West Bank plan for settlement raises hope, fury

January 11, 2007|By John Murphy | John Murphy,sun foreign reporter

MASKIOT, West Bank -- It took thousands of Israeli soldiers and police armed with riot gear and bulldozers to pull Yosi Hazut and hundreds of his neighbors from their hard-line Jewish settlement of Shirat Hayam during Israel's tumultuous and expensive withdrawal from the Gaza Strip in 2005.

Now Hazut and other former Gaza settlers want to build again in the Palestinian territories. This time they plan to construct a settlement in the cinnamon- colored hills of the Jordan Valley in the West Bank.

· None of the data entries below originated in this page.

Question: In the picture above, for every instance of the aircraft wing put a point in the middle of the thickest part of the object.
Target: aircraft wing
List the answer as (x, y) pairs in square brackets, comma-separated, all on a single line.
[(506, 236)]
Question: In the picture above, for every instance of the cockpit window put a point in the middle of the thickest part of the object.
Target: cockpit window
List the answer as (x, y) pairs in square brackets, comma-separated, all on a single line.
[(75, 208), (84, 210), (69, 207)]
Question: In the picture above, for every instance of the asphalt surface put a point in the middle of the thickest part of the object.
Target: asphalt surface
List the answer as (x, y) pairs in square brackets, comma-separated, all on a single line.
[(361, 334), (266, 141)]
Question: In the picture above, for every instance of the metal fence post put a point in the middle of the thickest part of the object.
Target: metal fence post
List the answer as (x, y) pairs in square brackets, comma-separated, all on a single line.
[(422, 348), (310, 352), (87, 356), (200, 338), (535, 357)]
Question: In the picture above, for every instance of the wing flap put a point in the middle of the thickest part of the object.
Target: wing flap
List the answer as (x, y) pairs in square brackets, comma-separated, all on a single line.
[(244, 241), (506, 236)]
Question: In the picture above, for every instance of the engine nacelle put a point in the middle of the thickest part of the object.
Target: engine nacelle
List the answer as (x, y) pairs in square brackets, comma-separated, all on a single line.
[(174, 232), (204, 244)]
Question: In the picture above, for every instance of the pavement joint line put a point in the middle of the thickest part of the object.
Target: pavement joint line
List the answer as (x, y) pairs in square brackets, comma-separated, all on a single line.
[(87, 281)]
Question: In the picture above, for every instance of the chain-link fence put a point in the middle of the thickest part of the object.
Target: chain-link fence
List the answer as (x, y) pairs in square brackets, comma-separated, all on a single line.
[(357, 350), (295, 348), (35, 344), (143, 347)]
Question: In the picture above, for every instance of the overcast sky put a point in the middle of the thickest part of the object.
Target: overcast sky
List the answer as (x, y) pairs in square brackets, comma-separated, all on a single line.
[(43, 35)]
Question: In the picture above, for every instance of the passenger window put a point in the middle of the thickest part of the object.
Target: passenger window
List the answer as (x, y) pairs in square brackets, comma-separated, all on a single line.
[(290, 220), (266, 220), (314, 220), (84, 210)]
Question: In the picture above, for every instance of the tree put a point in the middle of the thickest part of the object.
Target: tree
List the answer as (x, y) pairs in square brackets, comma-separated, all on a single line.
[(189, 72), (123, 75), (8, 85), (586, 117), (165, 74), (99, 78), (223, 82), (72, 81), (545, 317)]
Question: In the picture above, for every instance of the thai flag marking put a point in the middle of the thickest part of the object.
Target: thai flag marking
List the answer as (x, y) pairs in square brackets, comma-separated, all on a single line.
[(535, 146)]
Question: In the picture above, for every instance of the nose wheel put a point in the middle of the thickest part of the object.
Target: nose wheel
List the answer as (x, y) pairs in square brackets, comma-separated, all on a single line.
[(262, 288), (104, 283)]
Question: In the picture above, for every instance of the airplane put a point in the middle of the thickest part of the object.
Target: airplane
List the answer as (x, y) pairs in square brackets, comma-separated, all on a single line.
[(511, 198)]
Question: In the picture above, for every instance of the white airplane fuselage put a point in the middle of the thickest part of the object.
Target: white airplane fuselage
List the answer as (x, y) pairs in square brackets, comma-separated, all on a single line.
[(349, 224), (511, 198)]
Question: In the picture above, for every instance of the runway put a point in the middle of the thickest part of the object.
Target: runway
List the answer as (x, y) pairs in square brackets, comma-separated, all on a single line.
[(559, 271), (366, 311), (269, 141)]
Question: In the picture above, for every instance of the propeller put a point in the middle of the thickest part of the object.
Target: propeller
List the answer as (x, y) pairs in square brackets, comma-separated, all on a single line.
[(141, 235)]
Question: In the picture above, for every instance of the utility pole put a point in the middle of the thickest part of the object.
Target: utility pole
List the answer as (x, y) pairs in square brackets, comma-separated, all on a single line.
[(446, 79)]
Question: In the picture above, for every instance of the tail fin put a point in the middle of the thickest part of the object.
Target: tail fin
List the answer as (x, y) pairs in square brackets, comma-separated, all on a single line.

"We'll start out with 26 units and then we'll see," said Hazut, the project manager, as he pointed to an empty hillside where he hopes to provide housing for 100 families or more. "There will be a swimming pool, synagogue and playing fields, too."

But Hazut's ambitious building plans have drawn fury from the Palestinians, criticism from the United States and the European Union, and possibly set the stage for the next showdown between the Israeli government and Jewish settlers.

Two weeks ago, Israel's Defense Ministry granted Hazut and other former Gaza settlers permission to build 30 new homes near Maskiot, an abandoned Israeli army outpost that is now used as a campus for a religious, pre-military school.

Palestinian leaders condemned the action, and the United States and the European Union expressed serious concern that the construction would violate Israel's promise to halt all home construction in the Palestinian territories.

Others suggested that Israel, after spending $2 billion to remove settlers from Gaza, could be forced to uproot some of them all over again. As part of any peace agreement with the Palestinians, this remote settlement would likely be dismantled to create an independent Palestinian state, critics say.

Israel's support of the settlement construction also appeared to contradict promises made by Israeli Prime Minister Ehud Olmert, during his campaign and in recent weeks, to make far-reaching concessions to the Palestinians, including the evacuation of tens of thousands of settlers from the West Bank.

"Israel is building a settlement in an area where there is not any scenario for disengagement in which it would remain in Israel. This reflects, more than anything else, a total irresponsibility of the government toward its commitment of redefining Israel's borders," said Dror Etkes, director of the settlement watch program run by Peace Now, a left-wing group opposed to settlements.

Israeli officials say the settlement expansion is legal and that the government remains committed to creating an independent Palestinian state.

Still, Olmert's willingness to approve the Maskiot settlement - just days after meeting Palestinian Authority President Mahmoud Abbas in an effort to restart peace negotiations - was widely interpreted as a sign of both Olmert's political weakness and the continued strength of Israel's settlement movement.

Less than a year ago, the tables were turned. Evacuation of Gaza's settlements, and the election victory of Olmert's centrist Kadima Party - which pledged to undertake similar withdrawals from the West Bank - had left the settlers in disarray.

But the public support for more settlement evacuations has diminished since last summer. The abduction of an Israeli soldier in June and continued rocket attacks by Palestinian militants forced Israeli soldiers back to Gaza less than a year after the celebrated withdrawal. A few weeks later, Israel returned to Lebanon - after ending its occupation there in 2000 - in pursuit of Hezbollah militants who abducted two other Israeli soldiers in a cross-border raid.

Olmert's popularity plummeted after the Lebanon war, and it has not recovered amid continuing scandals and a failure to articulate a new agenda for his government. According to a poll released last week, 77 percent of Israelis are unhappy with the prime minister's performance.

In recent months the settlement movement has stepped into this political void, quietly and steadily adding to its settlement of about 450,000 people in the West Bank, including East Jerusalem.

In Amona, an outpost where Israeli authorities clashed with settlers and right-wing activists to raze nine illegally built homes, settlers have since added 12 mobile homes. An investigation by the Israeli newspaper Haaretz, quoting Defense Ministry data, found 200 structures set up in the West Bank in the past six months without government permission.

"Virtually not a week goes by without a new revelation, each more sensational and revolting than the previous one about the building spree in the West Bank settlements in blatant violation of the law and in complete contradiction to official government policy," an editorial in Haaretz said last week.

Taken in this context, it is no surprise that Olmert has not tried to stop the Maskiot settlement, analysts say. Despite his promises to eliminate illegal outposts and evacuate more settlements, it may be impossible for him to do so.